FONTEPor Dr. José Luiz Setúbal, no Instituto Pensi
Foto: @ ARTSY SOLOMON

Desigualdades nos resultados de saúde pública impõem custos humanos e econômicos substanciais em todas as sociedades, e isso é dramático quando a desigualdade é enorme como no Brasil. A relação entre adversidade precoce na infância e bem-estar ao longo da vida apresenta uma rica estrutura científica para um pensamento novo sobre a promoção da saúde e prevenção de doenças em geral, ampliado por um enfoque mais profundo em como o racismo influencia disparidades mais especificamente.

Numa revisão realizada pelo professor e amigo Jack Shonkoff, encontra-se uma visão geral dos avanços na biologia da adversidade e resiliência através das lentes da primeira infância, seguida por uma visão geral dos efeitos únicos do racismo na saúde e uma revisão seletiva dos resultados da pesquisa de intervenção relacionada.

A saúde e o desenvolvimento de crianças pequenas são moldados por um processo de adaptação contínua e interativa (nos níveis molecular, celular, de sistema orgânico e comportamental) que começa na concepção e se estende ao longo da vida. A plasticidade subjacente que influencia essa capacidade adaptativa e que diminui com a idade, pode levar a uma ampla gama de resultados positivos ou negativos que são influenciados pelas ​​interações entre as predisposições genéticas individuais e os ambientes nos quais o desenvolvimento se desenvolve.

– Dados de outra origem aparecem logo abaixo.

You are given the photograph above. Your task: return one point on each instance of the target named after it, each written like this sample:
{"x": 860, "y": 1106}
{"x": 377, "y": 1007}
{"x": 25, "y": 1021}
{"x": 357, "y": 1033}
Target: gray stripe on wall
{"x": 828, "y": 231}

estresse positivo foi definido como uma resposta fisiológica (por exemplo, frequência cardíaca e pressão arterial elevadas) a estressores normativos (por exemplo, lidar com a frustração) que é breve e de magnitude leve a moderada. O estresse tolerável está associado a experiências não normativas que apresentam maior dificuldade ou ameaça (por exemplo, morte ou doença grave em um familiar) com a disponibilidade de pelo menos uma relação de proteção que proporciona uma sensação de segurança, o que facilita a restauração de respostas fisiológicas ao estresse a linhas de base homeostáticas. O estresse tóxico, em contraste, é o resultado da ativação forte, frequente ou prolongada dos sistemas de resposta ao estresse na ausência da proteção de uma relação de suporte. O estresse tóxico não é definido pela fonte ou tipo de estresse. É definido pela magnitude e duração da resposta biológica ao estressor

Uma extensa pesquisa sobre a associação entre adversidade na infância e disparidades na saúde ao longo da vida demonstrou consistentemente uma relação linear entre o número de fatores de risco e a probabilidade de resultados ruins. O conceito resultante de carga cumulativa de risco, em vez de ponderação diferencial de fontes específicas de adversidade ou ameaça, levou a uma atenção limitada aos desafios exclusivos apresentados por fontes significativas de adversidade que requerem estratégias distintas de intervenção preventiva. Já é tempo de nos concentrarmos nos impactos únicos do racismo nas bases da saúde física e mental. Acredito que o mesmo seja válido no Brasil, onde os problemas raciais se confundem com os problemas sociais, mas precisamos combater também nosso racismo estrutural.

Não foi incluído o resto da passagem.